J Arthroplasty. 2012 Jun;27(6):961-7. doi: 10.1016/j.arth.2011.10.008.
Total knee arthroplasty (TKA) can lead to substantial blood loss. To avoid the high costs of autologous blood predonation programs and efficiently allocate limited blood resources, we sought to identify preoperative and intraoperative factors associated with allogeneic blood transfusion (AllTx) after primary TKA and, subsequently, develop a model to predict patients who will require AllTx. We analyzed 31 independent variables in 644 primary unilateral TKAs without autologous blood predonation for requirement of AllTx. Seventy-one procedures (11.0%) required AllTx. Age, comorbid anemia, preoperative hemoglobin concentration, and surgical time were significant predictors for requiring AllTx. When applied to an independent cohort, our model for predicting the need for AllTx after TKA was 90% sensitive and 52.5% specific.

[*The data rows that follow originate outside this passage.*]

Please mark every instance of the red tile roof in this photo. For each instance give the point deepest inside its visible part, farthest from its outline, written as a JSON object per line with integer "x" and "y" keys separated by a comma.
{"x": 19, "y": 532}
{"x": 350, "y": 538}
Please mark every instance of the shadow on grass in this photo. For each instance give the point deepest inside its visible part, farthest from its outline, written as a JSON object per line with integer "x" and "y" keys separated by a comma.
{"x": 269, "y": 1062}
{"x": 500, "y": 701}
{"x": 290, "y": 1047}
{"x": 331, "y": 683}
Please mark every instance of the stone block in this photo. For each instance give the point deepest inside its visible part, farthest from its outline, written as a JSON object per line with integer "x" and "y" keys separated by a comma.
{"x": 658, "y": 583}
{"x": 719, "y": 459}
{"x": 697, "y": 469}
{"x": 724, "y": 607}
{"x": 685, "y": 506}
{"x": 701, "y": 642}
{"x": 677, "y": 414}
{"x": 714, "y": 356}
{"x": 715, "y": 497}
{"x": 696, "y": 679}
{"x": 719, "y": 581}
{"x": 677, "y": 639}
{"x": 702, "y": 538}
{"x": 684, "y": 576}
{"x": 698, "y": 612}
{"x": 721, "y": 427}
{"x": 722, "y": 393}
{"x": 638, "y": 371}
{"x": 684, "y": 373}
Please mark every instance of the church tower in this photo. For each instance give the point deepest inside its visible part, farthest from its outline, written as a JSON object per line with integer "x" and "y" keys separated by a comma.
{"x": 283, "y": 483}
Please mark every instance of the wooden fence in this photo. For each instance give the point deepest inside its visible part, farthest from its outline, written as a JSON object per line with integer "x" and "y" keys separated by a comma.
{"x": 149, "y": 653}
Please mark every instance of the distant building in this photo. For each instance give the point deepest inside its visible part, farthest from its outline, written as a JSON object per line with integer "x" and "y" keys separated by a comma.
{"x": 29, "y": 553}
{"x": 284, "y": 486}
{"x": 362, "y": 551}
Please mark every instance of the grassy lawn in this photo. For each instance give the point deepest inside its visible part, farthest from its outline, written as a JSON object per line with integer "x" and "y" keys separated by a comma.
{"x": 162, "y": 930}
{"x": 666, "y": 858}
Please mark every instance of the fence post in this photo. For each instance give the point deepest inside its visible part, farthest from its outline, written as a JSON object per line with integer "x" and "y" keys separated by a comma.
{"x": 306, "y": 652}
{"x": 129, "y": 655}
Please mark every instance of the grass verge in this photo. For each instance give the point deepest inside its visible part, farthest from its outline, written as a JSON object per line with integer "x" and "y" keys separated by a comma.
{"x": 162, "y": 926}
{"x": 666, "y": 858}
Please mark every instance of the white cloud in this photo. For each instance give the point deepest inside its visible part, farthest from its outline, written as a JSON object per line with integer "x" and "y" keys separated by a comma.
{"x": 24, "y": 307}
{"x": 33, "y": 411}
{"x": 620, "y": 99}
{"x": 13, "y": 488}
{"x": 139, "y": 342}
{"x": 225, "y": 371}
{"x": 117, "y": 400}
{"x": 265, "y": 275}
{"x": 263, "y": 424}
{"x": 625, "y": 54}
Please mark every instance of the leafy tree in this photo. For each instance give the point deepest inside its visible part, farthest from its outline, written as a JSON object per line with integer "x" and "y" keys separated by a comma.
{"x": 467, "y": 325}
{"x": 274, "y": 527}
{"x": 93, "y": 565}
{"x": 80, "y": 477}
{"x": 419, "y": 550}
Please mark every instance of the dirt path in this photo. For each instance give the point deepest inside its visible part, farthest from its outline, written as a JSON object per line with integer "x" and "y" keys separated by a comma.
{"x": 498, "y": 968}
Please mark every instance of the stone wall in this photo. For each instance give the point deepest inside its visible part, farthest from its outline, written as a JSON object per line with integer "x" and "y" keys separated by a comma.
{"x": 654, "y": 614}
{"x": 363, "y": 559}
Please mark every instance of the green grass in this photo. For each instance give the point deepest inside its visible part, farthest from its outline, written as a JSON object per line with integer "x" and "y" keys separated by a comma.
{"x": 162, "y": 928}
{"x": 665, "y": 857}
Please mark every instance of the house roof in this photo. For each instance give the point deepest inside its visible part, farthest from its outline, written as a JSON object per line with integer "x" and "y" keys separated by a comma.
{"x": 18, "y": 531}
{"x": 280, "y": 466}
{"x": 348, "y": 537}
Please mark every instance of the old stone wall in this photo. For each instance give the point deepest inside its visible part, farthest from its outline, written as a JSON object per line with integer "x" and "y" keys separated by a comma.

全膝关节置换术 (TKA) 可导致大量失血。为避免自体血预存方案的高成本,并有效分配有限的血液资源,我们旨在确定与初次 TKA 后异体输血 (AllTx) 相关的术前和术中因素,并随后建立预测需要 AllTx 的患者的模型。我们分析了 644 例初次单侧 TKA 手术中 31 个独立变量,这些患者均未进行自体血预存,以评估异体输血的需求。71 例手术 (11.0%) 需要异体输血。年龄、合并贫血、术前血红蛋白浓度和手术时间是需要异体输血的显著预测因素。当应用于独立队列时,我们预测 TKA 后异体输血需求的模型的敏感性为 90%,特异性为 52.5%。